4. Dynamic / Real-Time Data Flow
-
Data Generation
- A Python script runs in an ECS container, constantly creating transaction logs (similar to a real payment processor).
- These logs are saved in real time to an "incoming" folder in S3.
- In an actual system, we’d connect to a payment processor or POS API. The setup would still be similar.
-
S3 Event Trigger
- When a new JSON file lands in the "incoming" folder, Amazon S3 sends an event to AWS Lambda.
-
AWS Lambda Transformation
- The Lambda function reads the raw JSON (which has transaction details plus SKU IDs and quantities).
- It converts that JSON into two groups of rows:
- One row for the
transactions
table (transaction_id
, store_id
, transaction_datetime
)
- Several rows for the
transaction_items
table (one row for each item in the transaction).
- These rows are then added to the relevant folders in S3 that store the main files for each table.
-
Query & Visualization
- Athena automatically picks up these new data records in S3.
- A QuickSight dashboard (connected to Athena) can refresh to show these new transactions in just 2–3 seconds.
- Users only need to refresh their dashboard to see the updated data.
This process shows how near real-time ingestion is done with minimal fuss or cost.
5. Dashboard Visualization
Below is an image of the QuickSight dashboard (check your included image). It shows things like total sales by store, the top SKUs, and more. You can also filter by date in the dashboard.
Even if transaction volume is high, this setup scales nicely to manage thousands of transactions per second with nearly instant analytics.
6. Cost and Scalability
-
Cost Efficiency:
- S3 is very cheap storage, paying only for what you actually store.
- Athena charges by how much data you scan; partitioning can cut down these costs.
- AWS Lambda’s pay-per-invocation model, plus ECS’s scalability, helps keep costs low, even if there are lots of transactions.
-
Scalability:
- AWS services (S3, Lambda, ECS) can automatically handle spikes in data without you doing anything extra.
- For even more streaming options, you could use something like Kinesis Data Firehose.
- Overall, this system stays fast and cheap even as transactions increase, with the cost being tiny next to supermarket revenues.
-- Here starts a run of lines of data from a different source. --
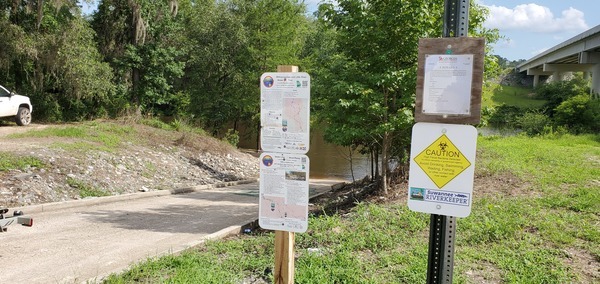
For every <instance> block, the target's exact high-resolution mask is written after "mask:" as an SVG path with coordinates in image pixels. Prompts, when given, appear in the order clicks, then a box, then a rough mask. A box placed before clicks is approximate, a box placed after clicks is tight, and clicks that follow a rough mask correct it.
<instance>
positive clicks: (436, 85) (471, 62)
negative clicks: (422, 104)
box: [422, 54, 473, 115]
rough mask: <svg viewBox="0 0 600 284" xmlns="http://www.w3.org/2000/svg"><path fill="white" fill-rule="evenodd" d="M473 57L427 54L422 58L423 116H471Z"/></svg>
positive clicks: (472, 79)
mask: <svg viewBox="0 0 600 284" xmlns="http://www.w3.org/2000/svg"><path fill="white" fill-rule="evenodd" d="M472 82H473V54H461V55H454V54H430V55H426V57H425V78H424V84H423V111H422V112H423V113H426V114H441V115H443V114H451V115H469V114H471V84H472Z"/></svg>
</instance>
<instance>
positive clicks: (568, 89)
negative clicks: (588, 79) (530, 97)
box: [535, 76, 589, 117]
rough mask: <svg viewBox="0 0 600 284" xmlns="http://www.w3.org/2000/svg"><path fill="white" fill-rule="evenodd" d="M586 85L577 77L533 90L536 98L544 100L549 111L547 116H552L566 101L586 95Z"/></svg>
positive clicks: (545, 105) (548, 83) (588, 92)
mask: <svg viewBox="0 0 600 284" xmlns="http://www.w3.org/2000/svg"><path fill="white" fill-rule="evenodd" d="M587 86H588V83H587V81H586V80H584V79H583V78H582V77H580V76H578V77H575V78H574V79H572V80H570V81H559V82H551V83H548V84H542V85H540V86H539V87H537V88H536V89H535V93H536V95H537V96H538V98H541V99H545V100H547V101H548V103H547V104H546V105H545V107H546V108H547V109H548V110H549V115H550V116H551V117H553V116H554V110H555V109H556V108H557V107H558V106H559V105H560V104H561V103H562V102H563V101H566V100H569V99H570V98H573V97H575V96H577V95H581V94H588V93H589V88H588V87H587Z"/></svg>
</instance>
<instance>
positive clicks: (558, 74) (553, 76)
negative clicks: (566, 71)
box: [549, 71, 563, 82]
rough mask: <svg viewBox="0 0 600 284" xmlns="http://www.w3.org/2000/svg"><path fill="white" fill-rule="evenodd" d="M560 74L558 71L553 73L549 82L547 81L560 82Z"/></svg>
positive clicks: (549, 80)
mask: <svg viewBox="0 0 600 284" xmlns="http://www.w3.org/2000/svg"><path fill="white" fill-rule="evenodd" d="M562 75H563V74H562V72H559V71H554V73H552V77H551V80H549V81H550V82H559V81H561V80H562Z"/></svg>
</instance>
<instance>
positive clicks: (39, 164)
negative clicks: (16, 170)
mask: <svg viewBox="0 0 600 284" xmlns="http://www.w3.org/2000/svg"><path fill="white" fill-rule="evenodd" d="M44 167H45V165H44V163H43V162H42V161H41V160H40V159H38V158H35V157H31V156H24V157H22V156H15V155H13V154H11V153H5V152H0V171H1V172H4V171H9V170H22V171H24V170H27V169H28V168H44Z"/></svg>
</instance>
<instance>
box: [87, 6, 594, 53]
mask: <svg viewBox="0 0 600 284" xmlns="http://www.w3.org/2000/svg"><path fill="white" fill-rule="evenodd" d="M304 1H305V3H306V4H307V7H308V10H309V11H311V10H312V11H314V10H316V7H317V5H318V3H319V2H321V1H320V0H304ZM438 1H444V0H438ZM476 1H477V2H478V3H479V4H481V5H484V6H486V7H488V8H489V9H490V16H489V17H488V19H487V20H486V22H485V23H484V26H485V27H486V28H497V29H498V30H499V31H500V35H502V36H503V37H504V38H503V39H501V40H500V41H499V42H498V43H496V44H495V45H494V51H493V52H494V54H497V55H500V56H502V57H504V58H507V59H509V60H519V59H530V58H532V57H533V56H535V55H537V54H539V53H541V52H543V51H545V50H547V49H549V48H551V47H553V46H555V45H557V44H559V43H561V42H563V41H565V40H567V39H570V38H572V37H573V36H576V35H578V34H580V33H582V32H584V31H586V30H588V29H591V28H593V27H595V26H598V25H600V0H476ZM95 2H97V1H95ZM92 5H93V7H84V12H88V13H89V12H91V10H93V9H95V5H94V4H92Z"/></svg>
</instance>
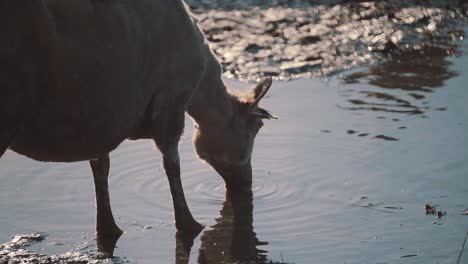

7. Rationale for Using Lambda Instead of AWS Glue for Real-Time
In the beginning, AWS Glue jobs processed JSON logs into S3 tables. But they run on schedules and can get expensive if used too often, so they’re not great for real-time updates. S3 triggers with AWS Lambda are triggered right away whenever a new file appears, giving near-instant ingestion with lower costs per request—making the data pipeline both fast and economical.
8. Conclusion
This project is a sample of a real-time transaction data pipeline in the cloud, mixing batch methods for old data with quick updates for new data. It features serverless transforms with AWS Lambda, cheap storage in S3, easy querying in Athena, and a design that shows new transactions in dashboards within a few seconds. It’s great for high-volume retail use, staying both scalable and budget-friendly.